Si conseguimos vivir así, lo cual conseguiremos negándonos a nosotros mismos y confiando plenamente en Aquel que es el autor de la vida, lograremos que Dios esté presente en nuestra vida. ¿Qué significa esto? Que Dios esté presente en nuestra vida significa vivir la Alegría verdadera, la Paz plena y gozar de su cercanía y de su presencia cada uno de nuestros días. ¿No es maravilloso y tranquilizador poder tener esta experiencia de Dios en nuestra vida? Ahora recordaba aquella gente que se enfada porque si al final de la vida alguien se convierte podrá gozar de la presencia de Dios en la vida eterna de la misma manera que aquellos que hemos intentado siempre hacer el bien. Cuando alguien me propone este pensamiento enseguida respondo: ¿no te das cuenta de la suerte que tienes tú de poder disfrutar de la presencia de Dios en tu vida ya desde este mismo instante?
¿no vale eso más que todo el oro del mundo?
Es cierto que llevar una vida acorde a la voluntad de Dios no es fácil. Si alguien quiere conseguirlo choca de manera frontal con sus pecados, con sus limitaciones, con la sociedad que marca un camino diferente, en muchos momentos, del que marca la ley de Dios y sus bienaventuranzas. Esto no es fácil, provoca controversia interior y se necesita una gran dosis de discernimiento y de fortaleza interior para no dejarnos vencer por el mal, la desidia, la falta de fe o las dudas y para no dejarnos vencer por nuestra debilidad y por nuestros pecados. ¿Cómo podemos conseguir sobreponernos a todo esto y seguir adelante con nuestro empeño de hacer presente a Dios en nuestra vida?

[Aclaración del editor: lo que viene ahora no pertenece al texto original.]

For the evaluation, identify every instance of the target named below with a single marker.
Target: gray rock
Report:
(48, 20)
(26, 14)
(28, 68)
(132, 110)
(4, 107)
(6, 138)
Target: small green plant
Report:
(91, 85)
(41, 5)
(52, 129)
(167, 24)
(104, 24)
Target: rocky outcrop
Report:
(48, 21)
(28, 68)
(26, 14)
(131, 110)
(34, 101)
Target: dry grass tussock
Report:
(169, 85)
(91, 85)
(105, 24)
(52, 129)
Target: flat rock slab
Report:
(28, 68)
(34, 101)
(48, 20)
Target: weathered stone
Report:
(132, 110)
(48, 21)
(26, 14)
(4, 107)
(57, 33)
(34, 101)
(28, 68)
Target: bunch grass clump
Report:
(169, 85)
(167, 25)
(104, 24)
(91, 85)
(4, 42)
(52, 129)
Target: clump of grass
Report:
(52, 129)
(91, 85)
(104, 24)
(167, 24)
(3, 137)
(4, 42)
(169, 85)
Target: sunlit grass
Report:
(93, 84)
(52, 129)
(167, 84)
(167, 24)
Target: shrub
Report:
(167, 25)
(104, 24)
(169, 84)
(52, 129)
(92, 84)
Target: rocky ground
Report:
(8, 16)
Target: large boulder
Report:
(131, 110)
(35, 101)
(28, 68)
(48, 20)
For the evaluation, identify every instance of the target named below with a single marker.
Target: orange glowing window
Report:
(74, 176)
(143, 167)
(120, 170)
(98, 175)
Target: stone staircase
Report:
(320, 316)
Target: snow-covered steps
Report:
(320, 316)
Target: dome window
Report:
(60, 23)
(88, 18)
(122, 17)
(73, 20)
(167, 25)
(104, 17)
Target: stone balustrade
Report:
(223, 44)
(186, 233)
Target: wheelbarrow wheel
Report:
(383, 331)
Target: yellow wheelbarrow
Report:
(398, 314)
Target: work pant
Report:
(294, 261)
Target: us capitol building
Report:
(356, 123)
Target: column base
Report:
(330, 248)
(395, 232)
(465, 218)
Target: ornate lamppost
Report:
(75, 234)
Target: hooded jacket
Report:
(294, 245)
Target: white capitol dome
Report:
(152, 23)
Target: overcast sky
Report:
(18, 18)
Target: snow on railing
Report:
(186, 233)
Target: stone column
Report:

Jesucristo nos da también la solución en el evangelio de hoy: “el Paráclito, que enviará el Padre, será quien os lo enseñe todo”. ¡El Espíritu Santo! La tercera persona de la Trinidad. Quizá, la persona más olvidada pero tan presente en nuestra vida y tan necesaria para obtener la fortaleza y la fe necesaria para seguir adelante sin desfallecer. Rezarle y escucharle abrirá no sólo nuestro entendimiento sino también fortalecerá nuestro espíritu y podremos conservar y poner en práctica la Palabra de Dios. Ahora solo nos falta preguntarnos: ¿estamos dispuestos a amar a Dios verdaderamente con todo lo que ello comporta? ¿estoy dispuesto a negarme a mí mismo para acoger su mensaje y a los demás?
RECUERDA:
Acoger a Jesús es escuchar la Palabra de Dios y guardarla en nuestro corazón para que sea la brújula de nuestra vida. Al hacerlo nos convertimos en la morada de Cristo. Pero esa Palabra nos pide algo más, nos pide traducirla en gestos y obras de amor en nuestros ambientes desde lo más pequeño a lo más grande. Para ello necesitamos apoyarnos no en nuestras propias fuerzas, sino en la libertad y en la creatividad del Espíritu de Jesús. Allí donde detectamos las huellas del amor, podemos reconocer vestigios de su Espíritu y abrirnos a su Misterio. Toda la realidad es epifánica (manifestación de Dios) puesto que toda ella es ámbito de la acción liberadora de Dios. ¿Dónde reconocemos el espíritu de Jesús urgiéndonos hoy a encarnar la Palabra que nos habita?
1.- ¿Cómo estoy viviendo este tiempo de Pascua?
2.- ¿Escucho la Palabra de Dios? (en el sentido amplio como hemos hablado hoy).
3.- ¿Transformo en realidad con mis obras esa Palabra en medio de mi mundo?
4.- ¿Dónde debe ser encarnada con urgencia en este mundo de hoy?
¡Ayúdame, Señor, a que tu Palabra sea brújula y anclaje en mi vida!